Bloomberg reported on Nov. 4 that the U.S. government is expected to demand improvements in trade balances from its trading partners if the Trump administration enters its second term. In response, it reported, the South Korean government is considering increasing its purchases of U.S. oil and gas as a potential measure to balance trade. "If South Korea has to import energy from other countries anyway, expanding imports from the U.S. within the possible range is also an option," Yoo suggested, though she noted the uncertainty of whether the government has actively considered this approach.
The historical context of U.S.-South Korea trade relations provides a backdrop to these developments. The two nations have been significant trading partners for decades, formalized through agreements like the KORUS FTA, initially signed in 2007 and renegotiated in 2018. The concept of a trade deficit, where a country imports more than it exports, has been a key economic indicator for Trump, who often cited it to justify imposing tariffs and renegotiating trade agreements to favor U.S. interests.
During his presidency, Trump adopted a protectionist trade policy under the "America First" banner, renegotiating trade deals, imposing tariffs, and pressuring trading partners to reduce their trade surpluses with the U.S. This context explains why experts believe Trump would continue to exert trade pressure on South Korea if he were to return to office.
Meanwhile, Deputy Prime Minister and Minister of Economy and Finance Choi Sang-mok stated on Nov. 11, “While it is difficult to predict the uniform impact of U.S. policies under the new administration, these will likely influence the broader economic conditions as well as external economic factors, including industry, trade, diplomacy, security, supply chains, and financial markets.”
Choi presided over the 7th Foreign Economic Advisory Meeting at the Export-Import Bank of Korea building in the morning on the same day. He reviewed strategies with trade, foreign exchange, and financial experts to address Trump’s incoming administration.

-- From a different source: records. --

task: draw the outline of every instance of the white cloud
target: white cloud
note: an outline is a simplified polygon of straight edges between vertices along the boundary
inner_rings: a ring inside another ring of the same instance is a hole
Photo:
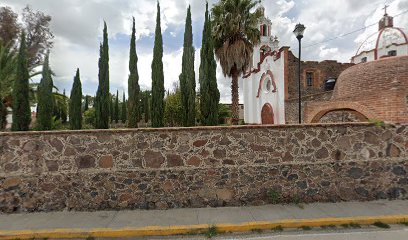
[[[96,92],[101,41],[102,22],[108,24],[110,43],[130,35],[131,17],[136,19],[137,38],[154,34],[156,21],[156,0],[2,0],[0,6],[11,6],[21,10],[26,4],[52,16],[52,31],[55,44],[51,55],[51,67],[56,72],[55,82],[61,88],[70,89],[77,67],[81,70],[84,90],[87,94]],[[217,0],[209,0],[210,7]],[[303,43],[307,60],[334,59],[347,62],[355,53],[358,43],[377,30],[377,25],[335,41],[322,42],[377,23],[383,14],[384,0],[263,0],[266,14],[272,19],[272,33],[279,37],[281,45],[297,48],[293,36],[296,23],[306,25]],[[205,11],[203,0],[161,0],[162,32],[172,27],[170,35],[176,36],[174,29],[184,29],[186,8],[192,8],[194,26],[202,27]],[[388,1],[389,14],[395,15],[408,9],[406,0]],[[395,25],[408,28],[408,14],[394,19]],[[173,29],[174,28],[174,29]],[[194,36],[196,37],[196,36]],[[151,38],[153,41],[153,38]],[[164,45],[166,46],[166,42]],[[110,45],[111,90],[127,90],[129,50],[127,44]],[[165,49],[169,49],[166,48]],[[138,45],[138,70],[142,89],[151,86],[151,62],[153,49],[140,49]],[[294,51],[295,54],[297,51]],[[163,57],[165,87],[171,88],[178,81],[181,72],[182,46],[176,50],[166,50]],[[195,69],[198,85],[200,61],[199,48],[196,49]],[[225,79],[220,67],[217,69],[221,101],[230,101],[230,79]],[[242,84],[240,84],[242,86]],[[69,91],[67,91],[69,92]],[[241,91],[242,95],[242,91]],[[242,96],[241,96],[242,100]]]

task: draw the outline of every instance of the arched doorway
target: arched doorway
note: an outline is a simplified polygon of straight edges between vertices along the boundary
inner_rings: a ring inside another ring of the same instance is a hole
[[[262,107],[261,112],[262,124],[274,124],[274,115],[273,115],[273,108],[271,104],[266,103]]]

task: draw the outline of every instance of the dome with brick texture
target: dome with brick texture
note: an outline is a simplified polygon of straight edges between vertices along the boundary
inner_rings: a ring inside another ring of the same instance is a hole
[[[408,55],[347,68],[330,101],[305,106],[305,122],[319,122],[336,111],[352,111],[360,121],[408,123]]]
[[[408,36],[402,28],[394,27],[393,17],[386,12],[378,25],[378,32],[359,46],[356,55],[351,58],[352,63],[408,55]]]

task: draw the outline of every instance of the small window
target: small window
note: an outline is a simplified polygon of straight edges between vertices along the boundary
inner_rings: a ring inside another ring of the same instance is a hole
[[[306,83],[308,87],[313,87],[313,73],[312,72],[306,73]]]
[[[264,24],[263,30],[264,30],[263,31],[263,36],[267,37],[268,36],[268,26],[266,24]]]

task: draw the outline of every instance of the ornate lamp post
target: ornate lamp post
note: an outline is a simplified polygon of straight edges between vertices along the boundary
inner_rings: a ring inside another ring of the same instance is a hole
[[[298,91],[299,91],[299,124],[302,123],[302,95],[300,93],[300,62],[301,62],[301,54],[302,54],[302,38],[303,33],[305,32],[306,27],[303,24],[296,24],[295,30],[293,33],[295,34],[296,38],[299,41],[299,67],[298,67]]]

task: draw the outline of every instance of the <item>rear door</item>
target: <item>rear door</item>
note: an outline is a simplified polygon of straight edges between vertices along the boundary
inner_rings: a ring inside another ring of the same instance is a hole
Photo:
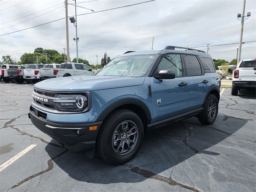
[[[189,82],[183,63],[181,55],[166,54],[159,62],[154,76],[161,70],[171,69],[175,73],[175,78],[158,80],[150,77],[154,122],[187,112]]]
[[[183,55],[187,76],[189,81],[189,98],[188,110],[200,108],[203,104],[211,85],[210,78],[195,55]]]

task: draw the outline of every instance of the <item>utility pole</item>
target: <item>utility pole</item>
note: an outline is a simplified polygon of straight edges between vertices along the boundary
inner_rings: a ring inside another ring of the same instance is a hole
[[[236,49],[237,50],[237,51],[236,52],[236,66],[237,66],[237,55],[238,54],[238,48]]]
[[[65,49],[65,48],[63,48],[63,49],[64,50],[64,62],[66,63],[66,53],[65,53],[65,50],[67,49]]]
[[[209,50],[209,44],[207,44],[207,53],[208,53],[208,50]]]
[[[244,0],[244,4],[243,5],[243,12],[242,15],[240,13],[237,14],[237,19],[240,20],[239,18],[241,18],[241,30],[240,31],[240,40],[239,40],[239,46],[238,47],[238,58],[236,62],[236,64],[238,64],[240,60],[241,60],[241,53],[242,52],[242,41],[243,40],[243,32],[244,32],[244,22],[245,20],[246,20],[249,17],[251,16],[251,12],[248,12],[246,15],[246,16],[244,15],[244,11],[245,10],[245,1],[246,0]],[[244,17],[246,17],[245,19]]]
[[[66,9],[66,34],[67,41],[67,60],[70,61],[69,56],[69,37],[68,35],[68,0],[65,0],[65,8]]]
[[[76,62],[78,62],[78,42],[79,38],[77,38],[77,19],[76,18],[76,0],[75,0],[75,11],[76,13]]]
[[[98,55],[96,56],[97,57],[97,70],[98,71]]]

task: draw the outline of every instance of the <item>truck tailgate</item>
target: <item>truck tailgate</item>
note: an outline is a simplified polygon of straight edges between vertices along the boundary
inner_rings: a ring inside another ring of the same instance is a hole
[[[40,74],[42,76],[52,76],[53,75],[53,68],[41,68]]]
[[[256,81],[256,68],[253,67],[241,68],[239,70],[238,80]]]

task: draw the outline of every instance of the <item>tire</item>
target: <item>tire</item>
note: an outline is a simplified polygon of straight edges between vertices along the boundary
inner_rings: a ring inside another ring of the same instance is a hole
[[[24,80],[22,79],[18,79],[16,80],[16,82],[18,83],[22,83],[23,82],[24,82]]]
[[[116,110],[107,117],[100,130],[96,140],[98,152],[106,162],[122,164],[135,156],[144,134],[143,124],[136,113],[126,109]]]
[[[238,88],[234,85],[233,82],[232,82],[232,87],[231,88],[231,94],[235,96],[236,96],[238,94]]]
[[[214,108],[214,104],[215,108]],[[211,107],[211,109],[211,109],[208,112],[208,110],[209,107]],[[217,117],[218,110],[218,101],[217,97],[213,94],[209,94],[204,105],[203,111],[198,116],[198,120],[204,125],[212,124]],[[210,114],[208,114],[208,112],[210,112]]]

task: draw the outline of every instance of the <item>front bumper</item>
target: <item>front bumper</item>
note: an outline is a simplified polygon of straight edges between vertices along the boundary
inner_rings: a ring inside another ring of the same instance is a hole
[[[233,85],[235,86],[243,87],[244,88],[255,88],[256,87],[256,82],[239,82],[234,81],[233,82]]]
[[[47,120],[46,115],[32,107],[28,113],[28,117],[35,126],[68,149],[75,152],[94,149],[102,121],[84,123],[54,123]],[[90,131],[89,127],[93,126],[98,126],[97,129]]]
[[[45,79],[48,79],[51,78],[54,78],[56,77],[56,76],[40,76],[40,77],[39,77],[39,78],[40,78],[40,79],[42,79],[43,80],[44,80]]]

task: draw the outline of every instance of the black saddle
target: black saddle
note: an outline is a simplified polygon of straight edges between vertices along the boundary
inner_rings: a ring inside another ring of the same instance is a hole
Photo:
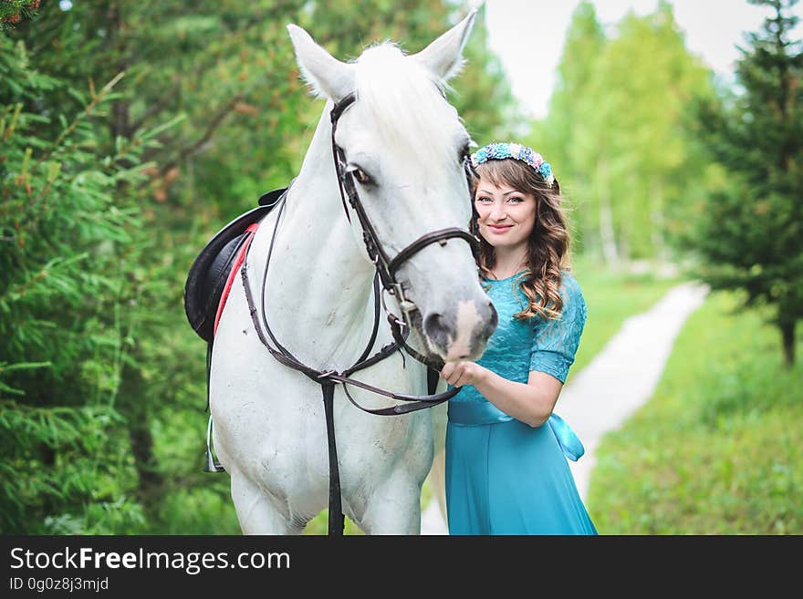
[[[256,208],[217,232],[190,267],[184,285],[184,311],[193,330],[204,341],[213,340],[217,307],[237,252],[247,237],[245,229],[265,218],[288,189],[283,187],[260,196]]]

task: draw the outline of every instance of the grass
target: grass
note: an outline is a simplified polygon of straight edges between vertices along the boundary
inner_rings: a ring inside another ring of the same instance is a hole
[[[587,501],[600,534],[803,532],[803,365],[735,306],[709,296],[652,398],[602,439]]]

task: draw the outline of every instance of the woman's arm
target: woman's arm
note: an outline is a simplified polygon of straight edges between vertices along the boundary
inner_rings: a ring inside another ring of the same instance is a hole
[[[454,387],[474,385],[496,408],[531,427],[547,421],[563,388],[563,383],[545,372],[533,370],[527,383],[516,383],[475,362],[447,363],[441,377]]]

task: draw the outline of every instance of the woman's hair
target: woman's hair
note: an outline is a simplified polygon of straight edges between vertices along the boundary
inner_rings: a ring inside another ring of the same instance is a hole
[[[559,318],[563,311],[560,271],[568,269],[569,233],[558,181],[548,187],[532,167],[512,159],[492,160],[475,167],[475,173],[494,185],[508,185],[536,198],[536,222],[527,240],[527,272],[520,279],[521,290],[529,305],[516,315],[518,319],[540,315]],[[472,206],[479,179],[472,177]],[[476,212],[472,229],[475,230]],[[485,276],[496,263],[494,246],[480,237],[479,267]]]

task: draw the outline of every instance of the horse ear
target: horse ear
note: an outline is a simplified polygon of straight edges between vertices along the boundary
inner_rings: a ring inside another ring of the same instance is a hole
[[[441,77],[443,82],[448,81],[463,68],[463,48],[468,40],[476,18],[477,9],[473,8],[468,15],[460,23],[443,34],[432,42],[424,49],[417,54],[410,55],[410,57],[420,61],[424,67]]]
[[[303,28],[292,23],[287,26],[296,61],[304,80],[318,96],[326,96],[337,102],[354,90],[354,72],[351,65],[340,62],[315,43]]]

The advisory meeting, a non-permanent body, serves as a platform to gather insights from external experts by sector on global uncertainties.
During the meeting, Choi emphasized, “We will remain vigilant to any shifts in conditions and keep all possibilities open to preserve the economic cooperation between South Korea and the U.S. as firmly as possible.”He added, “It is essential to respond swiftly to various scenarios while maintaining close cooperation with the United States.”
The MOEF reported that experts advised, “In terms of diplomacy, security, economy, and trade, the U.S. is likely to take a more unilateral, pressure-based approach, so it is necessary to protect our core interests while establishing a politically and strategically sound negotiation approach.”
Experts noted, “The launch of a new U.S. administration could present some downside risks to South Korea’s economic growth from a macro and foreign exchange perspective. However, positive factors, such as declining energy prices leading to lower inflation and increased domestic investment resulting from the inclusion of South Korean bonds in the World Government Bond Index (WGBI), will be present as well.”